Alphard remained distracted for the rest of the time period. He did not feel Harry’s searching gazes that swept over him.

***

“It’s nearly curfew.”

Alphard startled as Harry seemingly apparated in front of him. The boy had a cloak draped over his school robes, and his crooked glasses were resting on the bridge of his nose. “How did you do that?”

“You aren’t still upset by what I said, are you?”

Alphard was indeed still upset with what was said. It wasn’t because Harry hadn’t disclosed the madness and loss that had occurred in his life before that moment at the entire Slytherin table, and it was not because Harry had somehow gauged his plan and revealed it in front of the entire Slytherin table.

Harry was oddly kind for someone who hid behind a perfectly-sculpted mask.
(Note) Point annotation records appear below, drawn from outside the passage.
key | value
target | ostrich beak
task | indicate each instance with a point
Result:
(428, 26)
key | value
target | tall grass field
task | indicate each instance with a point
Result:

He brought people together and hung out with people from all houses. He gave joy away despite it obviously having so much of it taken away from him.

Alphard was upset because of that. Because Harry still laughed and smiled and acted like he genuinely hadn’t expected anyone to care. It was just like how Harry had talked about his friend in the library – almost detached. Like what Harry should have had feeling had been wringed out of him and left to evaporate, and all that had been left was a crumbling husk of emotions only barely held together.

Harry didn’t deserve that.

Harry had stepped closer. “I am going to have to request once again that you do not speak of this to anyone – and your Occlumency shields are strong, right?”

“They’re decent.” The Blacks were particularly insistent that their family members have some profiency over the Mind Arts.

“Great.” Harry grabbed onto the side of his cloak, which – now that Alphard was looking closely at it – was a lot larger than it seemed. He swung his arm and the cloak followed, which draped itself over Alphard’s head. From the way that Harry nearly disappeared and left only his extremities visible, Alphard quickly guessed what Harry had just done.

“You have an invisibility cloak?” They were not very rare nor unheard of, but they were certainly hard to get. “How in the name of Merlin did you manage to get an invisibility cloak?”

Harry didn’t reply and started walking forwards. Alphard followed after him quickly before the cloak was fully dragged from his body.

Harry led them down the winding, maze-like corridors of Hogwarts. Alphard stared in amazement when Harry knocked a pattern onto a section of a wall, and an entrance revealed itself to the outside of Hogwarts.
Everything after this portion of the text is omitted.